Environmental biology and geology minors cut

Environmental biology and geology minors cut

Two environmental science minors have been cut following an uncontested Faculty Senate resolution according to meeting minutes from a Feb. 27 Faculty Senate meeting.

After a complete lack of enrollment, the biology and geology minors have been terminated.

“The faculty chose to eliminate these two minors because they are currently duplicated in other programs,” said Jennifer Pontius, research assistant professor for the Rubenstein School.

The minors were also eliminated due to minimal student interest and a lack of ENSC courses available to fulfill them, according to the minutes.

The resolution was written by directors of the environmental sciences program, and it was unanimously approved by the curricular affairs committee. 96 percent approved the resolution, while four percent abstained, according to the minutes.
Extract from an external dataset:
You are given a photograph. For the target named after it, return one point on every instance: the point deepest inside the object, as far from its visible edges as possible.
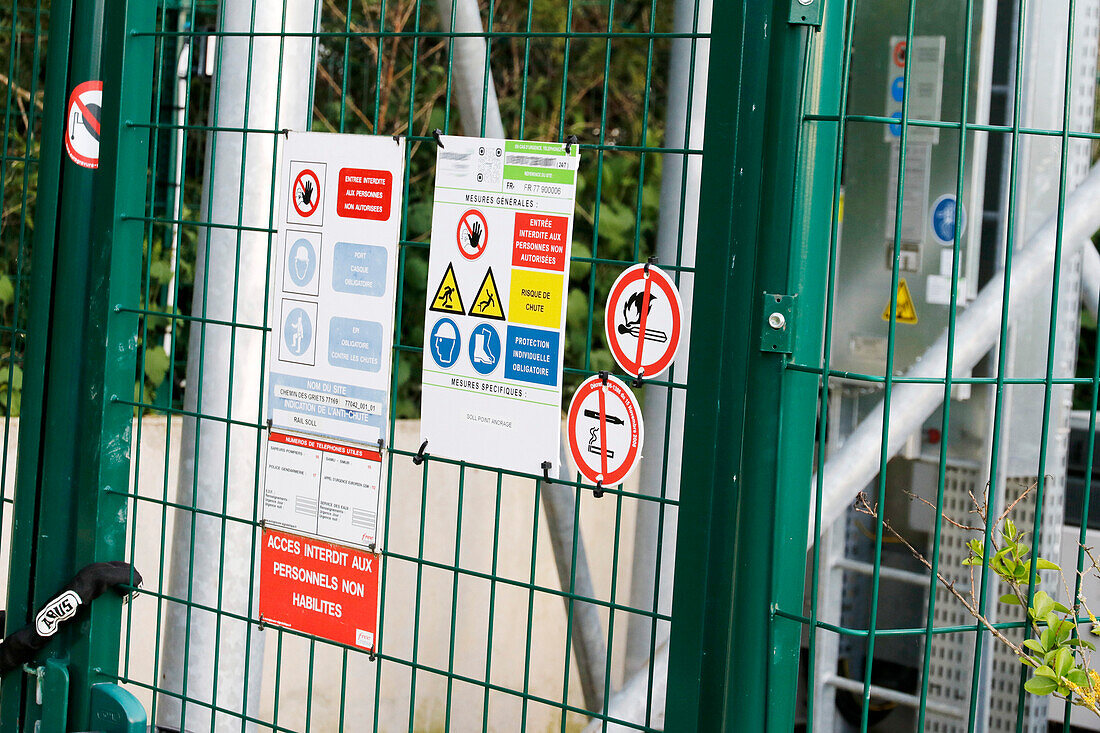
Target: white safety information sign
(495, 316)
(926, 81)
(332, 292)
The environmental biology minor has had two inquiries in the last five years, according to a memo from the Curricular Affairs Committee.
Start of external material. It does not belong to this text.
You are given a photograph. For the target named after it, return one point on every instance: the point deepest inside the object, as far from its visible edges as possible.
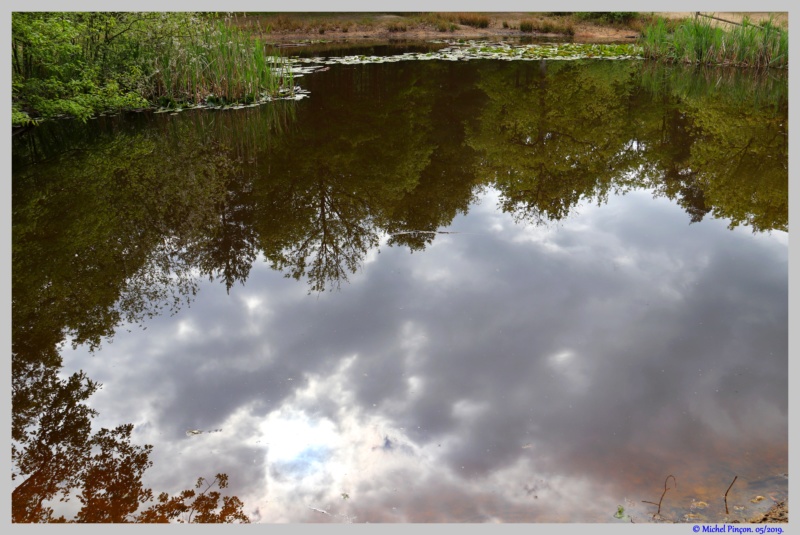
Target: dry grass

The minors were added at a time when the environmental sciences program was integrated into the College of Arts and Sciences, the memo stated.

Now, there is an environmental science program that encompasses both these areas in the college of Agriculture and Life Sciences and the Rubenstein School of Environment and Natural Resources.

These minors had significant overlap with the current biology and geology minors, research assistant professor Pontius said.    

“The termination can be initiated with a simple memo from the program directors to the Faculty Senate Curricular Affairs Committee presenting the request and the rationale for same,” Faculty Senate President Cathy Paris said.

When a minor is terminated, students enrolled in it are given the chance to finish it, Paris said. They do not affect faculty positions, she said.